There is no clear radiologic or pathologic agreement on the differences between enchondroma and conventional chondrosarcoma, which has huge therapeutic consequences. Microscopically, an enchondroma is composed of "islands of intramedullary hyaline cartilage surrounded by marrow fat", and a chondrosarcoma a "diffuse cartilaginous replacement (invasion) of the marrow which leads to complete 'trapping' of host lamellar bone trabeculae." The marrow around islands of cartilage should be detectable on magnetic resonance imaging (MR). Enchondroma may be the precursor of chondrosarcoma; benign cartilaginous islands are often seen microscopically at the periphery of chondrosarcoma. We attempted to detect these islands at the periphery of chondrosarcomas on MR and correlate them microscopically.
We examined our database for all patients with a chondrosarcoma of the long and flat bones between 1990 and 2007. Only those with a preoperative MR who underwent an en bloc resection were included, yielding 32 patients. We looked for low-signal islands surrounded by high (fat) signal on T1-weighted images, and high-signal islands surrounded by low signal on T2-weighted fat saturated images at the periphery of the main tumour mass. Microscopic correlation was performed in all cases.

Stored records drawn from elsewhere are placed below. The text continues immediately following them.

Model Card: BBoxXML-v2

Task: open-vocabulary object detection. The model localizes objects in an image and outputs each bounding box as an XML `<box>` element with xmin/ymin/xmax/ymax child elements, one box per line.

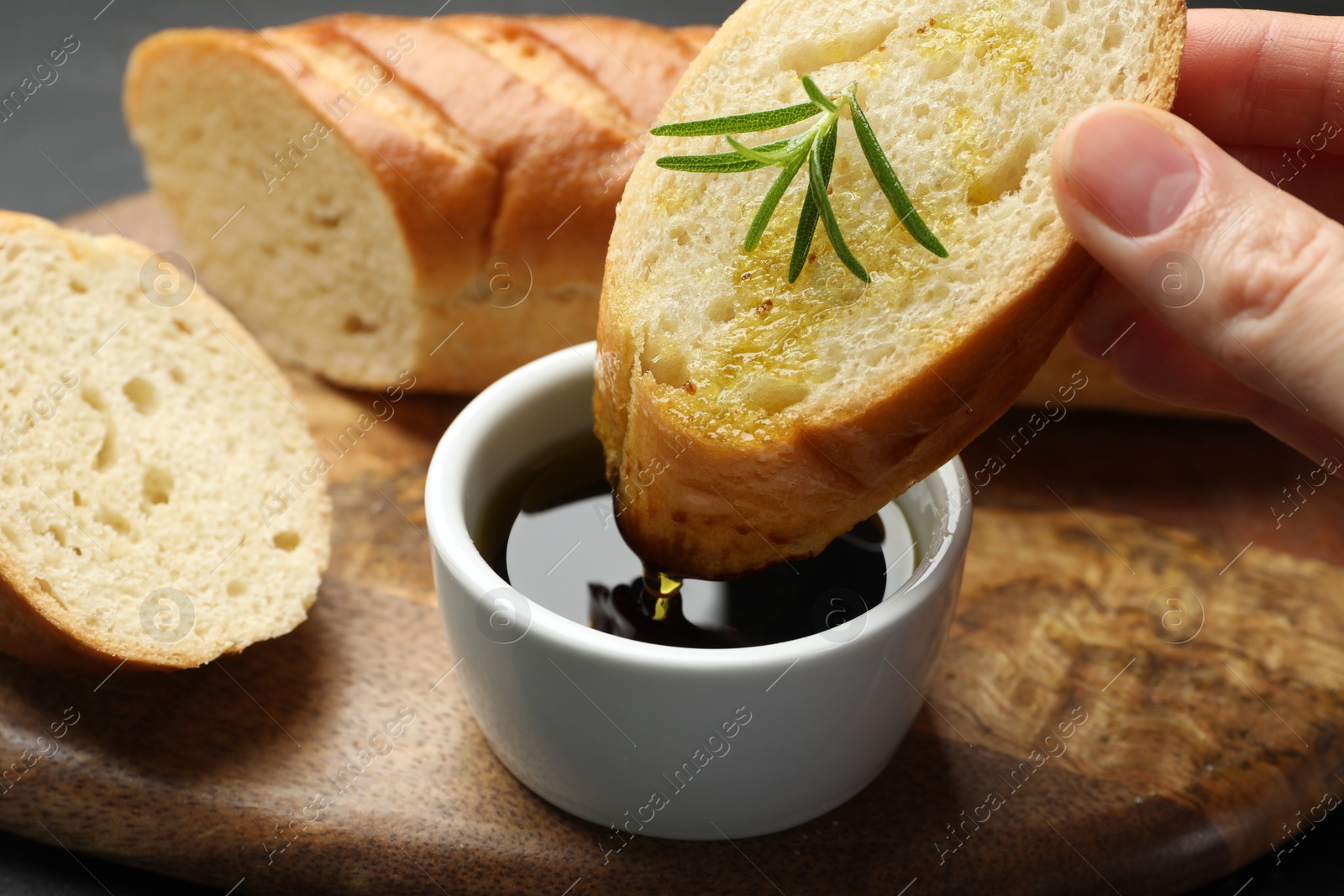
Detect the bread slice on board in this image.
<box><xmin>125</xmin><ymin>15</ymin><xmax>708</xmax><ymax>392</ymax></box>
<box><xmin>0</xmin><ymin>212</ymin><xmax>331</xmax><ymax>670</ymax></box>
<box><xmin>594</xmin><ymin>0</ymin><xmax>1184</xmax><ymax>578</ymax></box>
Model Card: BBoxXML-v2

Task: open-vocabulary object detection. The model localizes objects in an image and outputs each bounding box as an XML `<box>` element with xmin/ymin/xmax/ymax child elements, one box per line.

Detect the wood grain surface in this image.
<box><xmin>0</xmin><ymin>196</ymin><xmax>1344</xmax><ymax>896</ymax></box>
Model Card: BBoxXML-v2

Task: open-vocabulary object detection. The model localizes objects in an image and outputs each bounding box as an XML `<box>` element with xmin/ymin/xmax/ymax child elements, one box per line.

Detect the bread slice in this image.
<box><xmin>125</xmin><ymin>13</ymin><xmax>707</xmax><ymax>392</ymax></box>
<box><xmin>594</xmin><ymin>0</ymin><xmax>1184</xmax><ymax>578</ymax></box>
<box><xmin>0</xmin><ymin>212</ymin><xmax>331</xmax><ymax>669</ymax></box>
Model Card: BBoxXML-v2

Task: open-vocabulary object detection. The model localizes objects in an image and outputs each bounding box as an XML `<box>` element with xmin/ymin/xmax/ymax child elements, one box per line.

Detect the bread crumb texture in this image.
<box><xmin>0</xmin><ymin>213</ymin><xmax>331</xmax><ymax>666</ymax></box>
<box><xmin>615</xmin><ymin>0</ymin><xmax>1171</xmax><ymax>443</ymax></box>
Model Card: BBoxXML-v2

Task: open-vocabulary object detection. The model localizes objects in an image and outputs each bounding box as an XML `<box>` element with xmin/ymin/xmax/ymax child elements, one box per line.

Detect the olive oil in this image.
<box><xmin>475</xmin><ymin>435</ymin><xmax>916</xmax><ymax>647</ymax></box>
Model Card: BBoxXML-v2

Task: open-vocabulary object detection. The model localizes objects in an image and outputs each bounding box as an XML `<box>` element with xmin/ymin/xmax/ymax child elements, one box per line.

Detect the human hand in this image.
<box><xmin>1053</xmin><ymin>9</ymin><xmax>1344</xmax><ymax>459</ymax></box>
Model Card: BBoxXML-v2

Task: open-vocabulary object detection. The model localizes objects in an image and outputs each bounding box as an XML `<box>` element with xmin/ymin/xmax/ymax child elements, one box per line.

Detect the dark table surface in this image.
<box><xmin>0</xmin><ymin>0</ymin><xmax>1344</xmax><ymax>896</ymax></box>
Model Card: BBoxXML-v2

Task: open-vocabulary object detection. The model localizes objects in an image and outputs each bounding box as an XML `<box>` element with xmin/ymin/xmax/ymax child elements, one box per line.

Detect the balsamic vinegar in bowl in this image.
<box><xmin>475</xmin><ymin>435</ymin><xmax>919</xmax><ymax>647</ymax></box>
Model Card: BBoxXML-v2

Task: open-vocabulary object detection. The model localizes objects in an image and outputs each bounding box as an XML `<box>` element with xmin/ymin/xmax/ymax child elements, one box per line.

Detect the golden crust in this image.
<box><xmin>125</xmin><ymin>13</ymin><xmax>712</xmax><ymax>392</ymax></box>
<box><xmin>0</xmin><ymin>211</ymin><xmax>331</xmax><ymax>673</ymax></box>
<box><xmin>594</xmin><ymin>0</ymin><xmax>1184</xmax><ymax>579</ymax></box>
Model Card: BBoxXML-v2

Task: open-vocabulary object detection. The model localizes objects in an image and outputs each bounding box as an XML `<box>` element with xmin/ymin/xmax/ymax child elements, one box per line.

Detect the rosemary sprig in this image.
<box><xmin>649</xmin><ymin>76</ymin><xmax>948</xmax><ymax>284</ymax></box>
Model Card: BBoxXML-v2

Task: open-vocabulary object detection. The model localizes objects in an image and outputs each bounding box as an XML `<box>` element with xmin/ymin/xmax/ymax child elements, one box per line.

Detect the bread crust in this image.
<box><xmin>594</xmin><ymin>0</ymin><xmax>1184</xmax><ymax>579</ymax></box>
<box><xmin>125</xmin><ymin>13</ymin><xmax>714</xmax><ymax>392</ymax></box>
<box><xmin>0</xmin><ymin>211</ymin><xmax>331</xmax><ymax>673</ymax></box>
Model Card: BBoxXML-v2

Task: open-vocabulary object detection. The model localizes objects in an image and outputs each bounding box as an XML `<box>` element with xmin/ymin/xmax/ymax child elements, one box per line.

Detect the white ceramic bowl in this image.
<box><xmin>425</xmin><ymin>343</ymin><xmax>970</xmax><ymax>849</ymax></box>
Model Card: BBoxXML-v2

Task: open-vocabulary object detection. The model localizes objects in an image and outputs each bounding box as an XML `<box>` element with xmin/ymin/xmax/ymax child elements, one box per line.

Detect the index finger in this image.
<box><xmin>1172</xmin><ymin>9</ymin><xmax>1344</xmax><ymax>155</ymax></box>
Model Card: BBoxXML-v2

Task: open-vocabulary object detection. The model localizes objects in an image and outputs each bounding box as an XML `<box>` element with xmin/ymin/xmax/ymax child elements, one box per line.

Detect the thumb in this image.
<box><xmin>1051</xmin><ymin>102</ymin><xmax>1344</xmax><ymax>432</ymax></box>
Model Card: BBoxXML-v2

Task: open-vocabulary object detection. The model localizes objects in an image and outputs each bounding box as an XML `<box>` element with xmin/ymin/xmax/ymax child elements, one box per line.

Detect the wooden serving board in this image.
<box><xmin>0</xmin><ymin>196</ymin><xmax>1344</xmax><ymax>896</ymax></box>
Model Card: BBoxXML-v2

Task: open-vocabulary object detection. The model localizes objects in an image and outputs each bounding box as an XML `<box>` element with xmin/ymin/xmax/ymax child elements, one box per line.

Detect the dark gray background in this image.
<box><xmin>0</xmin><ymin>0</ymin><xmax>1344</xmax><ymax>896</ymax></box>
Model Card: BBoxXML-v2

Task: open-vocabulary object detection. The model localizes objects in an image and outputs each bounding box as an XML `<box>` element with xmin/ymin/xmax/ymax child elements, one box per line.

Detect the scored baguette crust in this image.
<box><xmin>0</xmin><ymin>210</ymin><xmax>331</xmax><ymax>673</ymax></box>
<box><xmin>125</xmin><ymin>13</ymin><xmax>712</xmax><ymax>391</ymax></box>
<box><xmin>594</xmin><ymin>0</ymin><xmax>1184</xmax><ymax>579</ymax></box>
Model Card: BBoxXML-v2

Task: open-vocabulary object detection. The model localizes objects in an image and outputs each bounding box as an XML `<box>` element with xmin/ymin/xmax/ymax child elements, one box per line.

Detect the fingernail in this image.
<box><xmin>1064</xmin><ymin>106</ymin><xmax>1199</xmax><ymax>237</ymax></box>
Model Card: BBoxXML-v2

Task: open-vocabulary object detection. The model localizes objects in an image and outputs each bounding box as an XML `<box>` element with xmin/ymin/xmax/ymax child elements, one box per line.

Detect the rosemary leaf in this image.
<box><xmin>802</xmin><ymin>76</ymin><xmax>836</xmax><ymax>112</ymax></box>
<box><xmin>789</xmin><ymin>126</ymin><xmax>836</xmax><ymax>284</ymax></box>
<box><xmin>743</xmin><ymin>153</ymin><xmax>808</xmax><ymax>253</ymax></box>
<box><xmin>654</xmin><ymin>139</ymin><xmax>789</xmax><ymax>175</ymax></box>
<box><xmin>808</xmin><ymin>140</ymin><xmax>872</xmax><ymax>284</ymax></box>
<box><xmin>728</xmin><ymin>130</ymin><xmax>811</xmax><ymax>165</ymax></box>
<box><xmin>832</xmin><ymin>92</ymin><xmax>948</xmax><ymax>258</ymax></box>
<box><xmin>649</xmin><ymin>101</ymin><xmax>822</xmax><ymax>137</ymax></box>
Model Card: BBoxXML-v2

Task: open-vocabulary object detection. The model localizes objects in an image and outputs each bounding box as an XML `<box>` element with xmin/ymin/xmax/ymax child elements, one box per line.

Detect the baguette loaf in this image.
<box><xmin>125</xmin><ymin>15</ymin><xmax>712</xmax><ymax>391</ymax></box>
<box><xmin>0</xmin><ymin>212</ymin><xmax>331</xmax><ymax>670</ymax></box>
<box><xmin>594</xmin><ymin>0</ymin><xmax>1184</xmax><ymax>578</ymax></box>
<box><xmin>126</xmin><ymin>9</ymin><xmax>1199</xmax><ymax>422</ymax></box>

On microscopy, there were 23 conventional chondrosarcomas, nine dedifferentiated. Peripheral islands surrounded by fat were detected on MR in 19 cases, corresponding to benign cartilage in 18 cases and to the benign scar of a needle biopsy tract in one. There were no peripheral islands detected radiographically or microscopically in 13 cases.

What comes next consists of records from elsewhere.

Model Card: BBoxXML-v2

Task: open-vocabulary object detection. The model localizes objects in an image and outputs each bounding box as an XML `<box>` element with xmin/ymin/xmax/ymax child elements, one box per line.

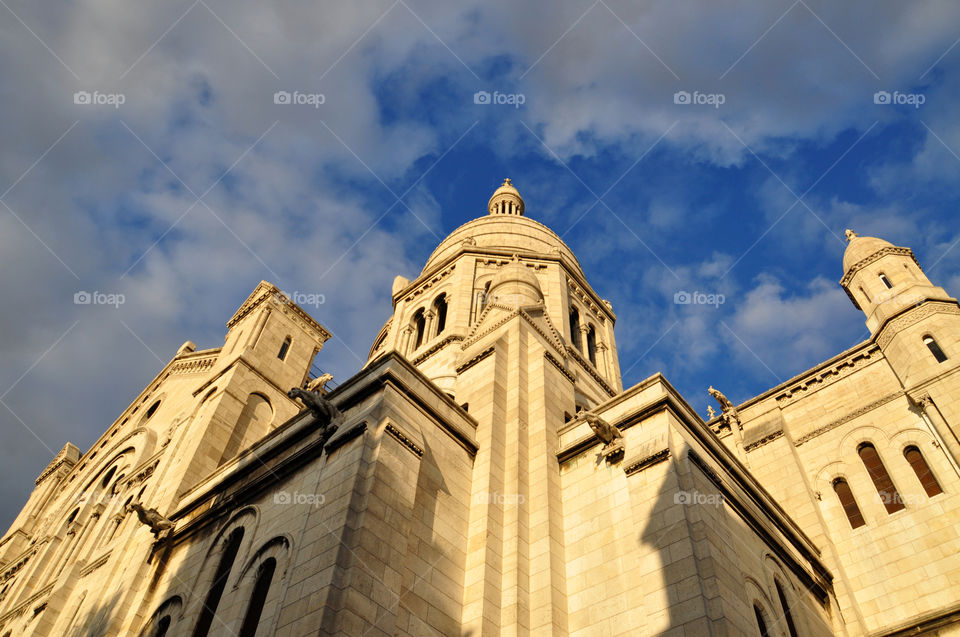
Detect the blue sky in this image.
<box><xmin>0</xmin><ymin>0</ymin><xmax>960</xmax><ymax>521</ymax></box>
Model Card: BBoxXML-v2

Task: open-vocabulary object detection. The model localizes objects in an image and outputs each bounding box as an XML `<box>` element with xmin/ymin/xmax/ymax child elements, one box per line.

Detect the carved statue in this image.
<box><xmin>577</xmin><ymin>411</ymin><xmax>623</xmax><ymax>457</ymax></box>
<box><xmin>287</xmin><ymin>386</ymin><xmax>343</xmax><ymax>443</ymax></box>
<box><xmin>707</xmin><ymin>385</ymin><xmax>743</xmax><ymax>431</ymax></box>
<box><xmin>127</xmin><ymin>502</ymin><xmax>174</xmax><ymax>537</ymax></box>
<box><xmin>307</xmin><ymin>374</ymin><xmax>333</xmax><ymax>396</ymax></box>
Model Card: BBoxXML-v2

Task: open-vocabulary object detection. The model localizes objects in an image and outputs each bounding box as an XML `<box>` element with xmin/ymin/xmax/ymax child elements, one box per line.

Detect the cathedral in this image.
<box><xmin>0</xmin><ymin>180</ymin><xmax>960</xmax><ymax>637</ymax></box>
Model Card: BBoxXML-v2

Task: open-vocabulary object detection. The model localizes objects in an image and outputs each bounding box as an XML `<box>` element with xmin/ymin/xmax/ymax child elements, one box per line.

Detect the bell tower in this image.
<box><xmin>840</xmin><ymin>230</ymin><xmax>960</xmax><ymax>462</ymax></box>
<box><xmin>370</xmin><ymin>179</ymin><xmax>622</xmax><ymax>635</ymax></box>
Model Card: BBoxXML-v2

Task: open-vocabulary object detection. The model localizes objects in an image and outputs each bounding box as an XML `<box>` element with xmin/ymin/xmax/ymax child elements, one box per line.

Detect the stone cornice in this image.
<box><xmin>793</xmin><ymin>391</ymin><xmax>905</xmax><ymax>447</ymax></box>
<box><xmin>386</xmin><ymin>422</ymin><xmax>423</xmax><ymax>458</ymax></box>
<box><xmin>877</xmin><ymin>301</ymin><xmax>960</xmax><ymax>348</ymax></box>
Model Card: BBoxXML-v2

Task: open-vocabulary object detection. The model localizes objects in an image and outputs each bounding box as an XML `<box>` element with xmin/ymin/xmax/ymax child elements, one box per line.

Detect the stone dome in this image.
<box><xmin>843</xmin><ymin>230</ymin><xmax>894</xmax><ymax>274</ymax></box>
<box><xmin>423</xmin><ymin>214</ymin><xmax>583</xmax><ymax>276</ymax></box>
<box><xmin>489</xmin><ymin>255</ymin><xmax>543</xmax><ymax>305</ymax></box>
<box><xmin>487</xmin><ymin>177</ymin><xmax>524</xmax><ymax>216</ymax></box>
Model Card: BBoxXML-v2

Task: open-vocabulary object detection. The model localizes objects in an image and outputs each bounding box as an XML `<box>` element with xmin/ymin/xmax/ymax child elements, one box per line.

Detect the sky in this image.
<box><xmin>0</xmin><ymin>0</ymin><xmax>960</xmax><ymax>528</ymax></box>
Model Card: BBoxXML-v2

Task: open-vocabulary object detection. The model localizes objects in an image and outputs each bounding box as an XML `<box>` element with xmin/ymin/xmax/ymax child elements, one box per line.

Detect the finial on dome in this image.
<box><xmin>487</xmin><ymin>177</ymin><xmax>523</xmax><ymax>216</ymax></box>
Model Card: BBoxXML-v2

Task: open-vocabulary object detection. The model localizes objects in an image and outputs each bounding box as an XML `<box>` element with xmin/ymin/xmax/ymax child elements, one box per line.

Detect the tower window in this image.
<box><xmin>433</xmin><ymin>294</ymin><xmax>447</xmax><ymax>335</ymax></box>
<box><xmin>773</xmin><ymin>580</ymin><xmax>797</xmax><ymax>637</ymax></box>
<box><xmin>753</xmin><ymin>604</ymin><xmax>770</xmax><ymax>637</ymax></box>
<box><xmin>413</xmin><ymin>310</ymin><xmax>427</xmax><ymax>349</ymax></box>
<box><xmin>903</xmin><ymin>445</ymin><xmax>943</xmax><ymax>498</ymax></box>
<box><xmin>570</xmin><ymin>308</ymin><xmax>583</xmax><ymax>351</ymax></box>
<box><xmin>857</xmin><ymin>443</ymin><xmax>903</xmax><ymax>514</ymax></box>
<box><xmin>238</xmin><ymin>557</ymin><xmax>277</xmax><ymax>637</ymax></box>
<box><xmin>193</xmin><ymin>527</ymin><xmax>243</xmax><ymax>637</ymax></box>
<box><xmin>587</xmin><ymin>325</ymin><xmax>597</xmax><ymax>367</ymax></box>
<box><xmin>277</xmin><ymin>336</ymin><xmax>293</xmax><ymax>360</ymax></box>
<box><xmin>833</xmin><ymin>478</ymin><xmax>866</xmax><ymax>529</ymax></box>
<box><xmin>923</xmin><ymin>336</ymin><xmax>947</xmax><ymax>363</ymax></box>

Cartilaginous islands microscopically detected at the periphery of some chondrosarcomas are easily and reliably diagnosed on MR.
在软骨瘤和传统软骨肉瘤之间的差异在影像学或病理学上没有明确的共识,这对治疗有巨大的影响。在显微镜下,软骨瘤由“骨髓腔内透明软骨岛被骨髓脂肪包围”组成,而软骨肉瘤是“骨髓内弥漫性软骨替代(浸润)导致宿主板层骨小梁完全‘捕获’”。软骨岛周围的骨髓在磁共振成像(MRI)上应该是可检测的。软骨瘤可能是软骨肉瘤的前身;在软骨肉瘤的边缘经常可以在显微镜下看到良性的软骨岛。我们试图在软骨肉瘤的边缘在 MRI 上检测到这些岛,并进行微观相关性分析。
我们在 1990 年至 2007 年间检查了我们的数据库中所有长骨和扁骨的软骨肉瘤患者。仅纳入那些术前有 MRI 且接受整块切除的患者,共 32 例。我们在 T1 加权图像上寻找低信号岛,周围是高(脂肪)信号,在 T2 加权脂肪饱和图像上寻找高信号岛,周围是低信号,位于主肿瘤团块的边缘。在所有病例中均进行了显微镜相关性分析。
在显微镜下,有 23 例传统软骨肉瘤,9 例为去分化。在 19 例中,在 MRI 上检测到肿瘤边缘有脂肪环绕的岛状结构,其中 18 例对应良性软骨,1 例对应针活检通道的良性疤痕。在 13 例中,在影像学或显微镜下均未检测到边缘岛。
在一些软骨肉瘤的边缘显微镜下检测到的软骨岛在 MRI 上很容易且可靠地诊断。